Al cambiar la correa, este es el momento ideal para instalar un nuevo tensor de correa de distribución.
Hay señales claras que indican que un tensor de correa de distribución o una polea tensora intermedia está desgastado y ya no mantiene la alineación correcta. Una correa con bordes desgastados indica que la vibración de la polea está provocando una ligera desviación de la correa. Esta vibración y desalineación se producen porque los pernos de montaje que fijan estos componentes se han aflojado o los cojinetes internos se han desgastado hasta el punto de que ya no pueden mantener la polea nivelada y paralela para el soporte necesario.
Las correas desgastadas son el resultado de poleas tensoras o tensores que se han vuelto desiguales debido al desgaste.
Retire la correa de distribución y compruebe si el tensor y las poleas están tensos o si presentan un movimiento lateral que les permita sacudirlos excesivamente. Gire las poleas tensoras para comprobar si giran con suavidad o si nota alguna irregularidad al girar. Si algo está mal, debe reemplazarse.
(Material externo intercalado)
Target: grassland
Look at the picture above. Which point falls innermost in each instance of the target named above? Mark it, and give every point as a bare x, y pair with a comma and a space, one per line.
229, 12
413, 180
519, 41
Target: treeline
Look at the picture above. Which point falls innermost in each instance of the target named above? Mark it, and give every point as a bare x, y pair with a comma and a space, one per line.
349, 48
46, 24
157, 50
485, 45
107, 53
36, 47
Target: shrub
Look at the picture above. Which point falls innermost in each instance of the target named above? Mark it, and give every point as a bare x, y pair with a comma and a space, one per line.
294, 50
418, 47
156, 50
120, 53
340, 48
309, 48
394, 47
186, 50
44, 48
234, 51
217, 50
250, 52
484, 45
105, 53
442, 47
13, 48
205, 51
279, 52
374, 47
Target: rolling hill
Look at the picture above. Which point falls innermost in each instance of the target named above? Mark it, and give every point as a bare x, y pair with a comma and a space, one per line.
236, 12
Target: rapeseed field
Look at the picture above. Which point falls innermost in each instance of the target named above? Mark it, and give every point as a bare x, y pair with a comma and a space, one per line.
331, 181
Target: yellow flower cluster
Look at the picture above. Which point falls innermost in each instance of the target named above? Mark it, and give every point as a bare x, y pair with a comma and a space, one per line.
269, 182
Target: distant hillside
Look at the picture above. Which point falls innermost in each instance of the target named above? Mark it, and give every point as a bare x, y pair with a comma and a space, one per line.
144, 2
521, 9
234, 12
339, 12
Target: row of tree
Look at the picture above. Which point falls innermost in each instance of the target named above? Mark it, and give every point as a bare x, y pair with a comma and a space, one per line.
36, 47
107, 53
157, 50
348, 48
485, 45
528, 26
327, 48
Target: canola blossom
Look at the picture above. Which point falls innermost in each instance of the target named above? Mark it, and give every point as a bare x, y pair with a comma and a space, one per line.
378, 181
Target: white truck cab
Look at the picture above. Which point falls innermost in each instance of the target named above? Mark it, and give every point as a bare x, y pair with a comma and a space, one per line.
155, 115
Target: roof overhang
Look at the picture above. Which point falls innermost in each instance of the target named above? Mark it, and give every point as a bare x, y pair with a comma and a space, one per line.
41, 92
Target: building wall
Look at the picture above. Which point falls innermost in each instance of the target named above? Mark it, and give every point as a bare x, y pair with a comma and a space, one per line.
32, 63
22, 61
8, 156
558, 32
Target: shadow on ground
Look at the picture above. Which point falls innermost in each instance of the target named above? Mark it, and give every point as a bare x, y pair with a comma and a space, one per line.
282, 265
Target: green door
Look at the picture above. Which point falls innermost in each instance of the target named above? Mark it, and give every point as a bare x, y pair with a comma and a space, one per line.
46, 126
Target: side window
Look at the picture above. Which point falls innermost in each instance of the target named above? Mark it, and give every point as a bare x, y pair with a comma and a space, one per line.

Al considerar el costo de reconstruir un motor, el precio de una correa de distribución nueva, poleas tensoras y tensor es una fracción minúscula del total. Escatimar en estas piezas es una receta para el desastre. Tome decisiones financieras inteligentes y reemplace estas piezas a tiempo.
Resumen

Al igual que todos los demás componentes clave que permiten que su coche funcione con fluidez y lo lleve del punto A al punto B, la correa de distribución desempeña un papel crucial. Impulsada por la polea del cigüeñal, la correa de distribución proporciona fuerza de rotación a los árboles de levas para abrir y cerrar las válvulas de admisión y escape en el momento preciso. Todos los ciclos de admisión, compresión, combustión y escape del motor funcionan correctamente gracias a la correa de distribución.
Si planea inspeccionar y reemplazar la correa de distribución, no será fácil. La correa se encuentra detrás de una placa de cubierta, cuyo acceso requiere un esfuerzo considerable. Si no puede hacerlo usted mismo, asegúrese de seguir las recomendaciones del fabricante para cambiar la correa, que se encuentran en el manual del propietario.
Cuando todas las demás soluciones fallan, lleva tu coche al mecánico para que repare cualquier avería rápidamente. Se trata de elegir entre un coche averiado tirado en la carretera o una máquina bien mantenida que te durará mucho tiempo.